Thursday, August 27, 2009

270) Corridor of Mirrors (1948)

270) Corridor of Mirrors (1948) Dir: Terence Young Date Released: July 1948 Date Seen: August 27, 2009 Rating: 4/5

Save for its appropriately convoluted finale, Terence Young's Corridor of Mirrors, an adaptation of a novel by Christopher Massie, is a thoroughly engrossing gothic noir. Young's film presents the seduction of Milfanwy (Edana Romney), an innocent young woman looking for thrills and soon to be femme fatale. She's picked up and swept off her feet by the beguiling Paul Mangin (Eric Portman), a gentleman obsessed with a lurid Victorian vision of British history that takes a lot from Renaissance Italy and also a lot from the Greeks as well. 

Mangin's decadent sensibility, which culminates in a house that is part carousel, part mausoleum, full of vaulted ceilings and mirrored armoires, is cobbled together from Italian and Greek elements. His old-fashioned decor and mannered deportment entrance Milfanwy immediately, probably more than his creepy fascination with dressing her up to resemble the woman he fantasizes about in a Venetian portrait from 1486. She's drawn to Magin by the gaudiness of the Brits' fetishized vision of Renaissance art and neo-classicism, a warped kind of nostalgia that dooms Mangin because he can't bear to leave it behind. 

Mangin's attachment is fatal, a damning critique of British contemporary culture as a history of stolen, aherm, borrowed elements.

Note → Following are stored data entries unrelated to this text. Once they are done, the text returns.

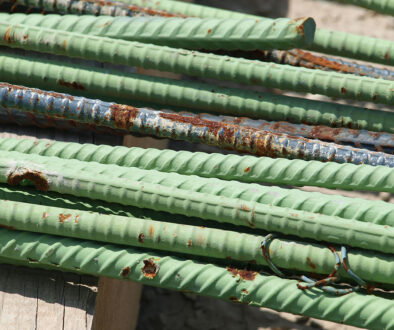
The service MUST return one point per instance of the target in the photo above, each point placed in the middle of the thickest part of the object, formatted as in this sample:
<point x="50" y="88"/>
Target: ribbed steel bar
<point x="13" y="116"/>
<point x="188" y="62"/>
<point x="212" y="33"/>
<point x="58" y="176"/>
<point x="227" y="167"/>
<point x="370" y="140"/>
<point x="183" y="127"/>
<point x="377" y="212"/>
<point x="92" y="7"/>
<point x="113" y="85"/>
<point x="381" y="6"/>
<point x="206" y="279"/>
<point x="301" y="58"/>
<point x="179" y="238"/>
<point x="325" y="41"/>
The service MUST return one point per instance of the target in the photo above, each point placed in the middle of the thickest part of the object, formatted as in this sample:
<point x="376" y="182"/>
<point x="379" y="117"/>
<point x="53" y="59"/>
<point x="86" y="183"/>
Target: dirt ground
<point x="163" y="309"/>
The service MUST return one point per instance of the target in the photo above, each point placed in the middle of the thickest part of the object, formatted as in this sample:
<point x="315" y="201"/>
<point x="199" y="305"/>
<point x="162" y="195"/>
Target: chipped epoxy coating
<point x="183" y="126"/>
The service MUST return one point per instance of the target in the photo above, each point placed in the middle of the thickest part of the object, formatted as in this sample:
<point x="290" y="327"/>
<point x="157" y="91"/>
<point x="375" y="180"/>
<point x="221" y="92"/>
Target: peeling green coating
<point x="325" y="41"/>
<point x="240" y="70"/>
<point x="54" y="174"/>
<point x="115" y="85"/>
<point x="206" y="279"/>
<point x="381" y="6"/>
<point x="227" y="167"/>
<point x="180" y="238"/>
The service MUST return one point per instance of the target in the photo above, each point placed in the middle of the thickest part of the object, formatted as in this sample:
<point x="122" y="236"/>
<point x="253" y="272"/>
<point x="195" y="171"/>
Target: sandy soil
<point x="163" y="309"/>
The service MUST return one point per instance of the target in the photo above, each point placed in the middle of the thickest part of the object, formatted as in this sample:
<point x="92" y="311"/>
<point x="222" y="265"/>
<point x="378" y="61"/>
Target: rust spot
<point x="38" y="178"/>
<point x="150" y="231"/>
<point x="7" y="227"/>
<point x="310" y="263"/>
<point x="63" y="217"/>
<point x="141" y="238"/>
<point x="125" y="272"/>
<point x="7" y="35"/>
<point x="73" y="85"/>
<point x="123" y="115"/>
<point x="243" y="274"/>
<point x="150" y="269"/>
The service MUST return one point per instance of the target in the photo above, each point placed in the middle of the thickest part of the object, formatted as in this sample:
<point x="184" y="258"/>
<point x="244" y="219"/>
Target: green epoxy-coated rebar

The hall of mirrors in Mangin's mansion refracts Milfanwy's unkind visage as she laughs at his pitiful sense of taste because it is already a fractured product of thinking that insists that cultural duplication begets greater appreciation of their own taste. Just as the Romans took bits of Greek culture to make their own, so have the Brits taken bits of the Romans', as represented in the gondola ride Mangin takes Milfanwy on past an eerily reverent recreation of a traditional commedia dell'arte stage comedy.* Mangin's taste is recreation without celebration, nostalgia without reverie.

Still, the film almost condones Mangin's obsession much in the same way Viconti elegiacally bid farewell to a corrupt past in The Leopard. Mangin's new vision of history is beautiful but it, like him, is dying because because it cannot adapt to lower class modernity.** It refuses to mingle with the present day and hence prefers to die on its own sword than branch out. The film uses Veronica (Barbra Mullen), a deranged guest in Mangin's mansion, as a McGuffin to not only show what life is like within such a hermetically sealed world but to also show, through the film's estranging climax, how Mangin's world is recreated by contemporary plebeians: as a house of wax.

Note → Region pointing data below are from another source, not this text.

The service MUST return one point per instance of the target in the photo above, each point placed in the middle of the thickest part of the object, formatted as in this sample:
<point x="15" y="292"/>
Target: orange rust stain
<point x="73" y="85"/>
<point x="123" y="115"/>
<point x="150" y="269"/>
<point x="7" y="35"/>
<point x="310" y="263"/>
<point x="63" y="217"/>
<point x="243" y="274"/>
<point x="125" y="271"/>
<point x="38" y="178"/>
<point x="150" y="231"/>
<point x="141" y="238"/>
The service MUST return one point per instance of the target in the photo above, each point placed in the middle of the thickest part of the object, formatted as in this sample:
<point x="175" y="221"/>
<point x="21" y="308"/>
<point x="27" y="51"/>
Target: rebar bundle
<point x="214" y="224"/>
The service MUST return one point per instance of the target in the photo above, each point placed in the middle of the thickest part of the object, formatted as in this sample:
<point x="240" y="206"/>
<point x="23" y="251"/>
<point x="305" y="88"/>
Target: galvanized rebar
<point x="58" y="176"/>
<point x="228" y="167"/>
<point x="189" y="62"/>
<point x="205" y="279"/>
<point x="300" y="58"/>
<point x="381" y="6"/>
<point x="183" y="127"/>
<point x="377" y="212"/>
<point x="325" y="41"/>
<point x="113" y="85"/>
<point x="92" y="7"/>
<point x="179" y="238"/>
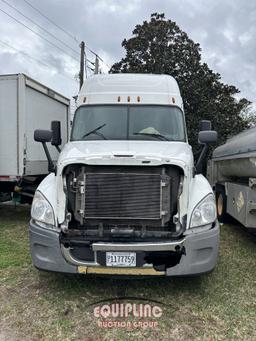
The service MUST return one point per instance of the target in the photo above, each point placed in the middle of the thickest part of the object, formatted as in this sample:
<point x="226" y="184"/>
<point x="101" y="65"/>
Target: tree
<point x="160" y="46"/>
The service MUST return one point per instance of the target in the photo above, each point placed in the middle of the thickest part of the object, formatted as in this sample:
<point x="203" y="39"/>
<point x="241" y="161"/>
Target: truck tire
<point x="221" y="204"/>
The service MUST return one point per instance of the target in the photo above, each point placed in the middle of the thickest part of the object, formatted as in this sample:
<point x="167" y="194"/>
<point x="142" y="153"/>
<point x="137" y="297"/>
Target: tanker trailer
<point x="232" y="174"/>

*It's never occurred to me before but could one link the character types of commedia dell'arte to the Greek shadow puppet plays? I'm think specifically of how Harlequin reminds me of Karagiozis. Something to gnaw on, for all you culture/history buffs out there.

**Though Mangin finds Milfanwy in a nigh club, he disdains her smoking as a sign of his need to pick up only certain desired scraps from the low culture heap that is contemporary British youth culture.

***Or perhaps prisoner, depending on whether you believe her or Mangin.


  1. My trouble with the film was that I couldn't take it as a critique, because it never stepped outside that voluptuous fascination with Portman and his world. If there was an alternative to larger-than-life romanticized self-possession, the film certainly gave it short shrift.

  2. I agree, which is why I said that its like THE LEOPARD. There's so much nostalgia and worship for this stuff that it doesn't feel like it could or even should provide an alternative contemporary culture save for the night clubs that Milfanwy attends.